The Philippine central bank, BSP, lowered its Overnight Repurchase Rate by 25 basis points to 4.25 percent today, as was widely anticipated. The BSP cited that “prospects for global economic activity are likely to remain weak amid sustained trade tensions among major economies”.
Meanwhile, the central linked the softness in the first half of GDP to the delayed implementation of the 2019 budget. It maintained that prospects for domestic demand are perceived as firm, underpinned by a projected rebound in private consumption and an “accelerated” implementation of the infrastructure program.
“We concur that the trajectory for growth in H2 will likely depend on the pace of government infrastructure spending. Although spending did increase sequentially in Q2, it did not materially filter into investment”, noted ANZ in a research report.

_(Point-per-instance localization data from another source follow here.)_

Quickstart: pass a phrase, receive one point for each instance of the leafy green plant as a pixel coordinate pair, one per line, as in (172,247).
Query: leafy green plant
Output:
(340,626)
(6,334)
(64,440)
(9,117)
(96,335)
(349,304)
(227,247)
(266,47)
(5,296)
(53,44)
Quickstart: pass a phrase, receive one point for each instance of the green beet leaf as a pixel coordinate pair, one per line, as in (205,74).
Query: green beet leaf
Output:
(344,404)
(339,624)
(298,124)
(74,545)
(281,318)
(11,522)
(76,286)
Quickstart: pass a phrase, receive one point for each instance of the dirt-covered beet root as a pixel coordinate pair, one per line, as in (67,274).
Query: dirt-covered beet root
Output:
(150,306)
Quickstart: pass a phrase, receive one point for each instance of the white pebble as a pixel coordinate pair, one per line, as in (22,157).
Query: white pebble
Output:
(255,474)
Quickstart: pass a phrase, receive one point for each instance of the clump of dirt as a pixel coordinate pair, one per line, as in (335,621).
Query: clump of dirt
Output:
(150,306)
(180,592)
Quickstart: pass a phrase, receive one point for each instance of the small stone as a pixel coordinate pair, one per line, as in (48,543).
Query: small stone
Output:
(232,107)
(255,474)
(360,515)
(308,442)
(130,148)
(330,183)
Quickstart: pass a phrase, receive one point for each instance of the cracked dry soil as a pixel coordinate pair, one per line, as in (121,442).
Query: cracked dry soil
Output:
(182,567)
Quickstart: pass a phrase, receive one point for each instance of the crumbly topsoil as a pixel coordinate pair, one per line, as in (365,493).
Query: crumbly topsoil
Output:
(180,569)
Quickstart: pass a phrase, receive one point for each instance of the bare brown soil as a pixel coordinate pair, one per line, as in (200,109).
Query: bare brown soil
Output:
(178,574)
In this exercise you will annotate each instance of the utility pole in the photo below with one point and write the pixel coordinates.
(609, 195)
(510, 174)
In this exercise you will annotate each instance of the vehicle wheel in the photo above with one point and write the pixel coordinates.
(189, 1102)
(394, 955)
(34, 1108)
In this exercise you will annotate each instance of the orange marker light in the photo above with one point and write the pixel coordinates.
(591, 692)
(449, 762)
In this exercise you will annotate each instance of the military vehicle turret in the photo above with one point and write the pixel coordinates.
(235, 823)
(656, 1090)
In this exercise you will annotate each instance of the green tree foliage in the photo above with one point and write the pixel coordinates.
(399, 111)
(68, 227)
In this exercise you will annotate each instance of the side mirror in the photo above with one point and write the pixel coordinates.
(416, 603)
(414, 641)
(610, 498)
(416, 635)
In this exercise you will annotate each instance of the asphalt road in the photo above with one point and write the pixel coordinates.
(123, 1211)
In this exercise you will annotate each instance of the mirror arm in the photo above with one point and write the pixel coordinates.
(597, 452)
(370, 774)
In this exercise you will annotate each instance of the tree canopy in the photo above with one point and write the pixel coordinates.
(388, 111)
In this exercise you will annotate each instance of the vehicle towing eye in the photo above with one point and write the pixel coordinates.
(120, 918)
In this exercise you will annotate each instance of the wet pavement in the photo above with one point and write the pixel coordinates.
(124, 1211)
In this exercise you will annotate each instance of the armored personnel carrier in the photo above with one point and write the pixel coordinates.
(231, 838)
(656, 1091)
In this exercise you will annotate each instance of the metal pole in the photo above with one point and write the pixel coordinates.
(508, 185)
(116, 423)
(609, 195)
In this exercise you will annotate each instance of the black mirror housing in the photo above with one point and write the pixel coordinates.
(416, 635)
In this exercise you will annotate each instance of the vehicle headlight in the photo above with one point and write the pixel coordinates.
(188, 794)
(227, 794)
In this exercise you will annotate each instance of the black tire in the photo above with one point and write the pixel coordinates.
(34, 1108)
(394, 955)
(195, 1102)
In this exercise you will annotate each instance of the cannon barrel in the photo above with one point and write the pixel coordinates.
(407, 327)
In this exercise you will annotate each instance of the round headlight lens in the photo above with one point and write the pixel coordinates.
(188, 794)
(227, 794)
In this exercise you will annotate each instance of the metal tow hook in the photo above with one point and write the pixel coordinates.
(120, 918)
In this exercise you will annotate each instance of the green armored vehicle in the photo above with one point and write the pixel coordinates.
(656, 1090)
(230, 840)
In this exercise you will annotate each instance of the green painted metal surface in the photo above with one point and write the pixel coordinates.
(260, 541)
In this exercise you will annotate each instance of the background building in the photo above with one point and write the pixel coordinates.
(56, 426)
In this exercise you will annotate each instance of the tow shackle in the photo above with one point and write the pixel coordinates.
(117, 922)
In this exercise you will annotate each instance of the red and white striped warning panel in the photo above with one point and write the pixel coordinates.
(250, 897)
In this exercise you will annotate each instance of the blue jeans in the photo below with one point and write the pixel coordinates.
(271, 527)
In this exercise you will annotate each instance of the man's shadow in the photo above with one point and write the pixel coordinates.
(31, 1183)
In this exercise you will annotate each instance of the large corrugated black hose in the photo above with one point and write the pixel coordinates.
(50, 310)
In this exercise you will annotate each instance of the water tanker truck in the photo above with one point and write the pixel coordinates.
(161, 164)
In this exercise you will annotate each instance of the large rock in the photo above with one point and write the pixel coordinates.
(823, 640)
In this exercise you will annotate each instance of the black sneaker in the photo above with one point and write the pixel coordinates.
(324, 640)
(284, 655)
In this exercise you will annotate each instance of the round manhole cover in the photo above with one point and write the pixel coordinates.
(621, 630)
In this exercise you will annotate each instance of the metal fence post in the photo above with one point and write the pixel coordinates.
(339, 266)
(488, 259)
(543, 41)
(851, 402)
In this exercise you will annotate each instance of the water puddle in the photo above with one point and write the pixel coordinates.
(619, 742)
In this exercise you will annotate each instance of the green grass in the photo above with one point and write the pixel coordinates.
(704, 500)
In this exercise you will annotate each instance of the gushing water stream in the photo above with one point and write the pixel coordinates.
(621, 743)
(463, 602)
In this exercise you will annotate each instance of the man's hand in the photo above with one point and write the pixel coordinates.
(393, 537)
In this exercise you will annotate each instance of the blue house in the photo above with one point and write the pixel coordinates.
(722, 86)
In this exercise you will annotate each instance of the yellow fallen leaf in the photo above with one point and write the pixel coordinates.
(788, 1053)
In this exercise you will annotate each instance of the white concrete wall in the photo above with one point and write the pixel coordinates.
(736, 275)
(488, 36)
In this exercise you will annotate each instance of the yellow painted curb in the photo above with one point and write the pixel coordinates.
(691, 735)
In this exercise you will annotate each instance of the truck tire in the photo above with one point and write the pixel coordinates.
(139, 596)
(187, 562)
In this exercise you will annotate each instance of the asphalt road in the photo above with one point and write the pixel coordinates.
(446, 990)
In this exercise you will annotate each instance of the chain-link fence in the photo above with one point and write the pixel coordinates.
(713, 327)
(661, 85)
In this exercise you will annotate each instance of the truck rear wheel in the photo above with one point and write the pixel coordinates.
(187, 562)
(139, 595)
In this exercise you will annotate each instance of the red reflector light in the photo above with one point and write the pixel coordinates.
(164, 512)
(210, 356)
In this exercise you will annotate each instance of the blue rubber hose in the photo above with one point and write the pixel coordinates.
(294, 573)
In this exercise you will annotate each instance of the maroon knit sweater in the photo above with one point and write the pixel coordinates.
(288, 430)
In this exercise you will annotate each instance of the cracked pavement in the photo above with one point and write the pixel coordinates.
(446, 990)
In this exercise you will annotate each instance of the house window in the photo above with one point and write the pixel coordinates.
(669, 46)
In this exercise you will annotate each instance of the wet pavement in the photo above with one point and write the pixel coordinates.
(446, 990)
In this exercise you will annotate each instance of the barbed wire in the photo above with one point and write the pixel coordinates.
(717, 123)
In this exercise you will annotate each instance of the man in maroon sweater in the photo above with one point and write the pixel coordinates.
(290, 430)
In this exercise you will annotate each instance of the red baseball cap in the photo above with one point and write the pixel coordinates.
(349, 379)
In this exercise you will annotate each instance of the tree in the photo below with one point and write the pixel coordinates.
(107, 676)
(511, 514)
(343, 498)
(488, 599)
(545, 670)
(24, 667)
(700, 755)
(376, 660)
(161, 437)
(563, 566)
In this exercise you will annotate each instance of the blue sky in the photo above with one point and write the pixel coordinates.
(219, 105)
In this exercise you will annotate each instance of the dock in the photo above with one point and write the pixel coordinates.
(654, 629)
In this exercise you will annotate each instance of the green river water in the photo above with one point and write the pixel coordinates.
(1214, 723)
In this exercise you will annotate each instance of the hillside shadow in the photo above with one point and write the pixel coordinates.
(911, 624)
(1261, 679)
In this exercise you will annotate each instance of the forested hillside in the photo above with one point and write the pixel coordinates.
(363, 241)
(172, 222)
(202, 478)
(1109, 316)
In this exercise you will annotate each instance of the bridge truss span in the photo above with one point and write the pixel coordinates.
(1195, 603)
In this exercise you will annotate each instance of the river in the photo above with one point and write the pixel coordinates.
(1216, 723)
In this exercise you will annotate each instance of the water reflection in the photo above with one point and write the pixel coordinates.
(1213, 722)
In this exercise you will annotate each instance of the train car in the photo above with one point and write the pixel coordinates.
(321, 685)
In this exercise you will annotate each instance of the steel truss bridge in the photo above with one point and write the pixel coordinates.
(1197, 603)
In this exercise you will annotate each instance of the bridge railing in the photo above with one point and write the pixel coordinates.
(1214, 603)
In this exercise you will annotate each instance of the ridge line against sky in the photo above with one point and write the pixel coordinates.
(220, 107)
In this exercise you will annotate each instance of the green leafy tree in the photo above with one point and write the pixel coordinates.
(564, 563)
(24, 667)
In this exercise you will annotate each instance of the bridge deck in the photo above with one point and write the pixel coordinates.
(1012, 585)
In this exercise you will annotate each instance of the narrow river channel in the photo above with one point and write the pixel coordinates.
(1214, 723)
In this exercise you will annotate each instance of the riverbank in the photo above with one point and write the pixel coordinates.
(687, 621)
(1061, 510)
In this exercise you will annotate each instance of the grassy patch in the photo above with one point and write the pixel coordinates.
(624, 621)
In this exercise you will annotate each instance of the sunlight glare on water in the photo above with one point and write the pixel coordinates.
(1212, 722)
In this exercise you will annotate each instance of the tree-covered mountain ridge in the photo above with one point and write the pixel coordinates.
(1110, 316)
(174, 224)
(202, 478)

BSP again lowered its inflation forecast for this year to 2.6 percent from 2.7 percent previously and for 2020 to 2.9 percent from 3 percent during today’s meeting. This reduction is highlighted by assumptions of lower average oil prices in 2019. The central bank maintained that risks to 2019 inflation remain widely balanced although the possibility of a prolonged El Niño effect had fallen.
“The BSP has kept the door to further easing open, contingent on a sustained moderation in inflation. The central bank expects inflation to fall in the coming months on a high base effect. We concur. We expect the BSP to cut rates by another 25bps in Q4, likely at the November meeting”, stated ANZ.